Fable philosophique à l’onirisme et au romantisme interstellaire, Mr Nobody est une réussite éclatante de poésie et de beauté, voyageant en apesanteur à travers des rêves et des tragédies. Au fil de ce parcours déconcertant et semé d’autant d’embuches que la vie peut réserver à tout un chacun, Jaco Van Dormael dévoile tout son talent de raconteur d’histoires et d’artiste plastique à l’imagination débordante de créativité appuyé par son incroyable propension à tirer autant que possible sur les émotions de chacune des scènes. Dans ce labyrinthe de 1001 histoires à travers duquel on se perd avec passion et dévouement, Nemo nous embarque dans une aventure jamais vue nulle part et qu’on aura probablement beaucoup de mal à revoir de sitôt. Incarné par un casting aux aspérités divines qui regorge de talent et d’émotion (Jared Leto, Diane Krueger, Juno Temple, Rhys Ifans, Sarah Polley ou encore Linh Dam Pham composent ce tableau infiniment éclectique et éclatant de justesse), Mr Nobody décolle la rétine autant qu’il stimule l’enfant bourré d’imagination qui sommeille en nous.
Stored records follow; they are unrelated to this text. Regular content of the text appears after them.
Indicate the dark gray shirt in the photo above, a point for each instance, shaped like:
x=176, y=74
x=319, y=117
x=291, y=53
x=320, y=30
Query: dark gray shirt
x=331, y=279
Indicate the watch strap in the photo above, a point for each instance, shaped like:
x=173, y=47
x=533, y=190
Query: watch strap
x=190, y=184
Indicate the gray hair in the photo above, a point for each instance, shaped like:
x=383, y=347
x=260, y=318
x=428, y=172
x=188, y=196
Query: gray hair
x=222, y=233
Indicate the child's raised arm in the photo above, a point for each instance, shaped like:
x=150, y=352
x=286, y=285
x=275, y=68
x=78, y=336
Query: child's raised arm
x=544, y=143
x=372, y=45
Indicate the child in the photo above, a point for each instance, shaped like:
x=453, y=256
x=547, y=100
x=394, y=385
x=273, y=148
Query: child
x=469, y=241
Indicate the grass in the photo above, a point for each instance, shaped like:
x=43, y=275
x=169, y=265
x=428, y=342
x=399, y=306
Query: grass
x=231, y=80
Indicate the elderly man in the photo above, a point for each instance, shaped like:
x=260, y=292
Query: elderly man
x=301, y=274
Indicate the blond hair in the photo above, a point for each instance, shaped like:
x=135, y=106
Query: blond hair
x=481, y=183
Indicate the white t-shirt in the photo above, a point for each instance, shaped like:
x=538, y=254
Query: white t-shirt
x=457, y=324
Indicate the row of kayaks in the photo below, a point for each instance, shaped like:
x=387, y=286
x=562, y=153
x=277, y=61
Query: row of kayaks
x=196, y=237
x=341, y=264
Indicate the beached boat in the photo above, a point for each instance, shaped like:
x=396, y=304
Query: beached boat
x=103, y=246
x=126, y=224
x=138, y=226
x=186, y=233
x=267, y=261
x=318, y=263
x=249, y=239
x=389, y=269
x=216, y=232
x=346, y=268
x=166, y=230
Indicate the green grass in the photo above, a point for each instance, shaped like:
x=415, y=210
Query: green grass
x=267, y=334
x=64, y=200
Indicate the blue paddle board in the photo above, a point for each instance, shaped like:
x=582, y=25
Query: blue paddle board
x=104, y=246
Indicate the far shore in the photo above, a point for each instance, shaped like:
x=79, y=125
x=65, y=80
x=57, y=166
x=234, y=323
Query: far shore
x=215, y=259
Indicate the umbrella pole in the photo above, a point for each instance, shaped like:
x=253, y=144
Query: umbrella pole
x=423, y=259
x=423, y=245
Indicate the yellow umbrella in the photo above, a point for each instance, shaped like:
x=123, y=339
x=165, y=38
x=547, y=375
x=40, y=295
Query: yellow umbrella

Sous des aspects de conte merveilleux qu’on écoutait avec passion sous la douce lumière chaleureuse de notre lampe de chevet, l’aventure que nous réserve le long-métrage se montre aussi éclatante que bienveillante, conférant à son récit un aspect métaphysique qui viendra saisir le cinéphile en même temps que le spectateur. Humain, infiniment tendre, vaguement mystique et proprement philosophique dans ses réflexions, Mr Nobody synthétise à lui-même tout un Art, ce 7e qui défraye la chronique autant qu’il inonde de bonheur. A l’image de la vie, donc : dense, un chouïa bordélique, mais toujours lumineux. Jaco Van Dormael a donné naissance à un pur chef-d’œuvre formel qui aura encore pour les prochaines années des centaines de secrets à révéler.

Titre Original: MR. NOBODY

Réalisé par: Jaco van Dormael

Casting: Jared Leto, Sarah Polley, Diane Kruger …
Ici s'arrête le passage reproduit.